A
años luz de distancia constato que los miedos primitivos siguen latentes en las
llanuras de mí ser. Anoche hice las paces con la madrugada y terminé de ver
nuevamente la saga de tiburón –cuestión que traía pendiente desde hace varios
años-. Definitivamente me quedo con el trabajo de Spielberg, porque arraiga en
su discurso la esencia de aquellas zozobras infantiles que podemos llegar a
experimentar: los miedos más puros brotan en la infancia y nos acompañan en lo
profundo de los bolsillos en nuestro peregrinar.
Recuerdo
los ochentas y me veo en villa del mar observando la isla de sacrificios tras
emerger de una ola, el agua a la altura del pecho, la salinidad del mar
entrando portentosamente por la nariz y el resto de mi infantil figura.
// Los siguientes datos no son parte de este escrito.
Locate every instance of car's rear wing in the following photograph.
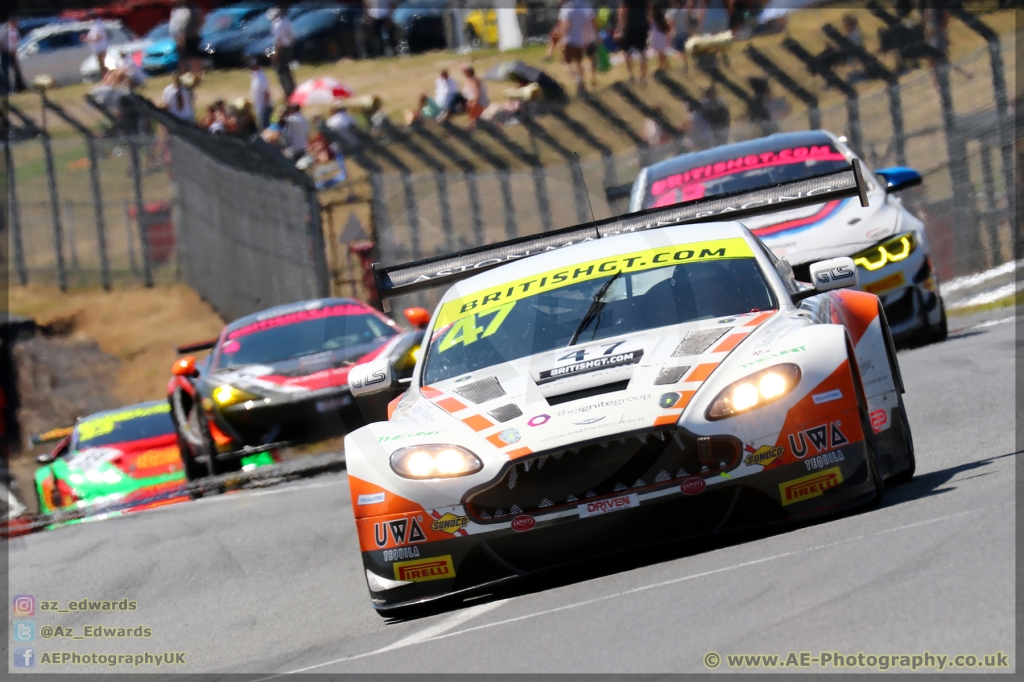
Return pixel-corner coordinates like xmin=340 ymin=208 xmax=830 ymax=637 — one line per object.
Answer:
xmin=175 ymin=339 xmax=217 ymax=355
xmin=373 ymin=159 xmax=867 ymax=310
xmin=29 ymin=426 xmax=75 ymax=445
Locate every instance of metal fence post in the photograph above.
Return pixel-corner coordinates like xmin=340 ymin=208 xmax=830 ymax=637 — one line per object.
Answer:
xmin=3 ymin=139 xmax=29 ymax=287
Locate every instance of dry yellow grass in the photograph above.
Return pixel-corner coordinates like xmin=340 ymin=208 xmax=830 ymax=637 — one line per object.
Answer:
xmin=8 ymin=285 xmax=223 ymax=403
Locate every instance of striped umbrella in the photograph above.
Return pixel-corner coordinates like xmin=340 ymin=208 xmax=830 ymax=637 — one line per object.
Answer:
xmin=288 ymin=78 xmax=352 ymax=106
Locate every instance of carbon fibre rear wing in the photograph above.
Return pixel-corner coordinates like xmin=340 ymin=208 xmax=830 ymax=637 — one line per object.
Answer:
xmin=373 ymin=159 xmax=867 ymax=310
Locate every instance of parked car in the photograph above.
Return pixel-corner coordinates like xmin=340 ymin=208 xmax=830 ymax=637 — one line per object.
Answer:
xmin=142 ymin=2 xmax=273 ymax=73
xmin=391 ymin=0 xmax=449 ymax=54
xmin=200 ymin=4 xmax=313 ymax=68
xmin=17 ymin=22 xmax=135 ymax=86
xmin=246 ymin=7 xmax=362 ymax=62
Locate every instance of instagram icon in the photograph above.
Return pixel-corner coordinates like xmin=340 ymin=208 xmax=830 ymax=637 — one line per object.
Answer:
xmin=13 ymin=594 xmax=36 ymax=617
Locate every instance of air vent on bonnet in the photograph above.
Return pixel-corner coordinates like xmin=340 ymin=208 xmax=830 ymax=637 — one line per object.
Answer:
xmin=654 ymin=365 xmax=690 ymax=386
xmin=672 ymin=327 xmax=732 ymax=357
xmin=487 ymin=402 xmax=522 ymax=422
xmin=453 ymin=377 xmax=505 ymax=404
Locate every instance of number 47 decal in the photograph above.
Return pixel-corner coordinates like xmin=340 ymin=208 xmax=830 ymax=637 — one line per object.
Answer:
xmin=437 ymin=301 xmax=515 ymax=353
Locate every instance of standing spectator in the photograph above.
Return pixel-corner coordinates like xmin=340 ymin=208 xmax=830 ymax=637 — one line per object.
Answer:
xmin=558 ymin=0 xmax=597 ymax=90
xmin=0 ymin=18 xmax=25 ymax=94
xmin=169 ymin=0 xmax=206 ymax=75
xmin=434 ymin=69 xmax=466 ymax=116
xmin=249 ymin=59 xmax=273 ymax=130
xmin=649 ymin=4 xmax=672 ymax=71
xmin=163 ymin=74 xmax=196 ymax=123
xmin=364 ymin=0 xmax=396 ymax=56
xmin=615 ymin=0 xmax=650 ymax=83
xmin=85 ymin=16 xmax=111 ymax=80
xmin=462 ymin=65 xmax=490 ymax=129
xmin=666 ymin=0 xmax=693 ymax=73
xmin=268 ymin=7 xmax=295 ymax=99
xmin=281 ymin=104 xmax=309 ymax=161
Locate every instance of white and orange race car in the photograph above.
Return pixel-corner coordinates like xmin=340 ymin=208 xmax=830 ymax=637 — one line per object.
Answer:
xmin=345 ymin=164 xmax=914 ymax=611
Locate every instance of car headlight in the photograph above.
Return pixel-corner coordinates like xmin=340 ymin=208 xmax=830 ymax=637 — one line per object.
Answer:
xmin=391 ymin=445 xmax=483 ymax=478
xmin=853 ymin=232 xmax=918 ymax=270
xmin=706 ymin=363 xmax=800 ymax=421
xmin=213 ymin=384 xmax=263 ymax=408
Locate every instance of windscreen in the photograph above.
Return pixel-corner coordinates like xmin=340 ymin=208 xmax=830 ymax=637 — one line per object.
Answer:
xmin=214 ymin=305 xmax=397 ymax=370
xmin=643 ymin=144 xmax=850 ymax=209
xmin=69 ymin=402 xmax=174 ymax=453
xmin=423 ymin=238 xmax=775 ymax=384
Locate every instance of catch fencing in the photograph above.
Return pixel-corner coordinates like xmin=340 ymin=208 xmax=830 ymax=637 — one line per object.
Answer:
xmin=131 ymin=96 xmax=331 ymax=319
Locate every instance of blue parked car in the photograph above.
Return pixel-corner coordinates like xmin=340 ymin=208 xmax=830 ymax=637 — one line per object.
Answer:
xmin=246 ymin=3 xmax=362 ymax=63
xmin=142 ymin=2 xmax=273 ymax=73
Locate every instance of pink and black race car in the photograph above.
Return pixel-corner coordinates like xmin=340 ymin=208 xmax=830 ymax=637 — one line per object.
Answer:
xmin=167 ymin=298 xmax=429 ymax=480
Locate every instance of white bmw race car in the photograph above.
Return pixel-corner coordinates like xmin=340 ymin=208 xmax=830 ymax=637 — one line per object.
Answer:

Saberse
indefenso ante el peligro latente lo comparo con el miedo que nos permea de
meses para acá a los que cohabitamos el globo. Hoy salí por lo indispensable y
de forma intermitente no dejaba de sonar aquella melodía confeccionada por John
Williams que a la postre se transformó en un referente para varias
generaciones: la invisibilidad del peligro que está al acecho si te descuidas
por un instante.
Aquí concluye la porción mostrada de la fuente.